New Pacific Metals Corp (NEWP) is not a strong buy at the moment for a beginner investor with a long-term strategy. While there are some positive indicators like bullish moving averages and a favorable analyst rating, the lack of significant trading trends, weak financial performance, and absence of strong catalysts suggest holding off on investment until further positive developments emerge.
The technical indicators show a bullish trend with moving averages (SMA_5 > SMA_20 > SMA_200) and a positive MACD histogram of 0.0816. RSI is neutral at 64.045, and the stock is trading near its resistance level (R1: 5.612). However, the stock's short-term trend suggests a 50% chance of a slight decline (-1.7% next day, -1.64% next week) before a potential 3.26% gain in the next month.

The stock has a bullish technical setup, and ATB Capital's 'Outperform' rating with a price target of C$10 indicates long-term growth potential.

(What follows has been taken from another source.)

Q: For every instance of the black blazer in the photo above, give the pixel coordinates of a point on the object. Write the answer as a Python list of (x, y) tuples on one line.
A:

No significant trading trends from hedge funds or insiders. Financial performance is weak, with no revenue growth and a net loss of -1,584,440 in the latest quarter. No recent news or congress trading data to act as a catalyst.
In 2026/Q2, the company reported no revenue growth (0% YoY) and a net loss of -1,584,440, despite a 113.29% YoY improvement. EPS remained negative at -0.01, and gross margin was 0%.
ATB Capital initiated coverage with an 'Outperform' rating and a price target of C$10, indicating optimism for long-term growth.